Doppler Spectroscopy of Intracellular Dynamics in Esophageal Cancer Biopsies

We perform depth-resolved Doppler light scattering from intracellular transport inside living tissue to monitor phenotypic responses of patient biopsies to anti-cancer drugs. Near infrared optical coherence tomography, combined with digital holography coherence-gated read-out, provides rich speckle dynamics from light scattered inside the living tissue. This novel technique, called biodynamic imaging (BDI), uses fluctuation spectroscopy to extract the Doppler spectra associated with active transport of organelles, membranes and cell movements. We have completed a 28-patient pilot clinical trial of BDI applied to platinum-based chemotherapy in human esophageal cancer. Living biopsies were stabilized and immobilized into multi-well plates where the Doppler spectra were monitored as different chemotherapy agents were applied to different wells.

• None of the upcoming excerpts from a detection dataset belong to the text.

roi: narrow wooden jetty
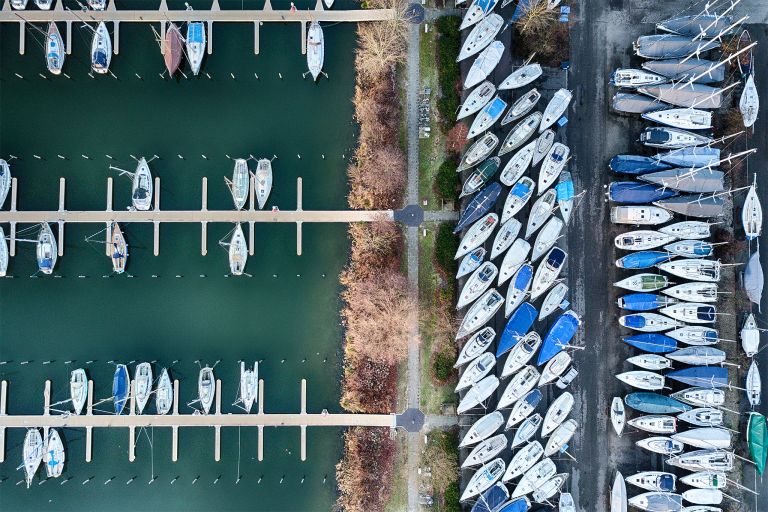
[0,379,397,462]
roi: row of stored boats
[608,9,765,512]
[455,4,580,512]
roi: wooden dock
[0,379,397,462]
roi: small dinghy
[43,428,66,478]
[504,389,544,430]
[453,327,496,368]
[459,411,504,448]
[307,20,325,81]
[501,89,543,126]
[454,352,496,393]
[456,261,499,309]
[739,74,760,128]
[456,13,504,61]
[22,428,45,489]
[456,133,499,172]
[677,407,723,427]
[131,157,154,212]
[499,141,536,187]
[499,62,544,91]
[45,22,67,75]
[456,288,504,340]
[501,176,536,224]
[461,434,508,468]
[460,458,506,501]
[464,41,504,89]
[155,368,173,415]
[496,365,539,410]
[133,363,152,414]
[453,213,499,260]
[539,142,571,195]
[163,22,184,77]
[511,413,542,450]
[91,21,112,75]
[641,108,712,130]
[499,112,541,156]
[467,96,507,139]
[611,206,672,226]
[611,396,627,437]
[69,368,88,414]
[745,360,762,408]
[539,89,573,133]
[456,247,485,279]
[456,80,496,121]
[501,441,544,482]
[635,436,684,456]
[541,391,574,437]
[456,375,499,414]
[112,364,131,415]
[539,282,568,321]
[498,238,533,286]
[197,365,216,414]
[524,190,559,240]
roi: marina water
[0,2,355,511]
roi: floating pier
[0,379,398,462]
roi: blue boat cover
[471,482,509,512]
[608,155,672,174]
[536,309,579,366]
[622,293,666,311]
[453,181,501,233]
[616,251,675,269]
[622,333,677,354]
[667,366,728,388]
[496,302,539,357]
[608,181,679,204]
[624,391,692,414]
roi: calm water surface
[0,0,355,511]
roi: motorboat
[155,368,173,414]
[69,368,88,414]
[133,363,153,414]
[187,20,206,76]
[197,365,216,414]
[22,428,45,489]
[453,327,496,368]
[109,222,128,274]
[45,22,67,75]
[91,21,112,75]
[35,222,58,275]
[307,20,325,81]
[112,364,131,415]
[499,62,544,91]
[227,222,248,276]
[43,428,67,478]
[131,157,154,212]
[240,361,259,413]
[456,80,496,121]
[227,158,251,210]
[254,158,272,209]
[163,22,184,77]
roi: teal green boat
[747,412,768,475]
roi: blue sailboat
[616,251,675,269]
[624,391,692,414]
[667,366,728,388]
[453,182,501,233]
[536,309,581,366]
[622,332,677,354]
[608,181,679,204]
[112,364,130,414]
[496,302,539,358]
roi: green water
[0,7,355,511]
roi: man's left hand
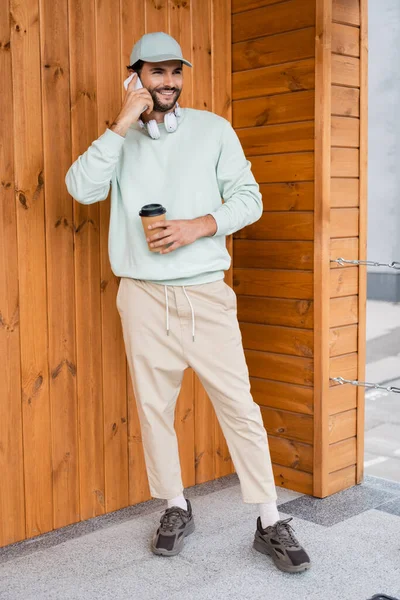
[146,215,217,254]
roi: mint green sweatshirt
[65,108,263,285]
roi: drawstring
[164,285,194,342]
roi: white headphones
[138,102,182,140]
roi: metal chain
[330,377,400,394]
[331,258,400,270]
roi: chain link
[331,258,400,270]
[330,377,400,394]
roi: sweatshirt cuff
[208,204,230,237]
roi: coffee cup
[139,204,168,252]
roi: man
[65,32,310,572]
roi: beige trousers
[116,277,277,503]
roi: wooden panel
[234,269,313,300]
[329,410,357,444]
[260,181,314,211]
[331,117,360,148]
[332,0,360,25]
[329,296,358,327]
[328,384,357,415]
[331,177,359,208]
[245,350,313,385]
[249,152,314,183]
[330,267,358,298]
[232,27,315,72]
[332,54,360,87]
[232,58,315,100]
[331,208,359,238]
[250,377,313,415]
[232,0,315,42]
[268,435,313,473]
[331,148,360,177]
[233,212,314,240]
[236,121,314,156]
[332,85,360,117]
[330,238,358,269]
[240,322,314,357]
[328,437,357,472]
[238,294,313,329]
[332,23,360,57]
[232,90,314,128]
[327,465,356,494]
[260,406,313,444]
[234,240,313,270]
[329,325,358,356]
[272,463,313,495]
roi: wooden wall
[0,0,233,546]
[232,0,366,497]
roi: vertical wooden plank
[10,0,53,538]
[120,0,151,504]
[313,0,332,497]
[211,0,235,477]
[0,2,25,546]
[356,0,368,483]
[96,0,129,512]
[40,0,80,529]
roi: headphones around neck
[139,102,182,140]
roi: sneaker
[253,517,311,573]
[151,498,194,556]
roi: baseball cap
[129,31,193,67]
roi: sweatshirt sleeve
[209,120,263,237]
[65,128,125,204]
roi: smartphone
[124,73,148,113]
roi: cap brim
[141,54,193,67]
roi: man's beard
[149,88,182,112]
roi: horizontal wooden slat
[331,85,360,117]
[245,350,313,385]
[332,23,360,57]
[329,325,358,356]
[329,409,357,444]
[250,377,313,415]
[232,0,315,42]
[233,268,313,300]
[260,181,314,211]
[272,463,313,496]
[235,240,313,270]
[331,148,360,177]
[252,152,314,183]
[234,292,313,329]
[328,437,357,473]
[330,238,359,269]
[331,177,360,208]
[331,117,360,148]
[232,58,316,100]
[330,208,359,238]
[232,27,315,73]
[233,211,314,241]
[236,121,314,156]
[329,352,358,379]
[328,383,357,415]
[232,90,314,128]
[268,435,313,473]
[332,54,360,87]
[329,296,358,327]
[240,322,314,357]
[330,267,358,298]
[260,406,314,444]
[332,0,360,25]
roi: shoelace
[275,517,299,548]
[160,506,185,531]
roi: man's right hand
[110,73,154,137]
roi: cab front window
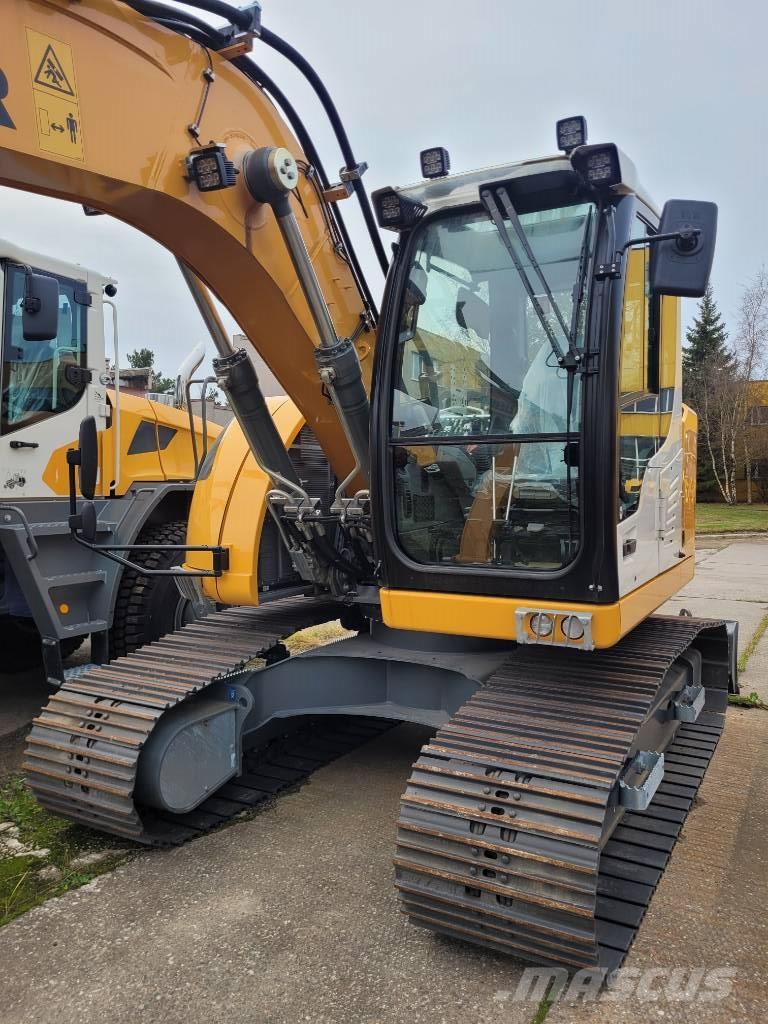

Doppler drug-response spectrograms are converted to a feature space that was analyzed using triplet-loss neural network machine learning to reduce the dimensionality to a low-dimensional latent space. Patients who were sensitive or resistant to the platinum chemotherapy could be distinguished by their different spectral responses to therapy. Biodynamic imaging, probing therapy-induced changes in intracellular transport, promises a new form of precision functional medicine for personalized therapy selection.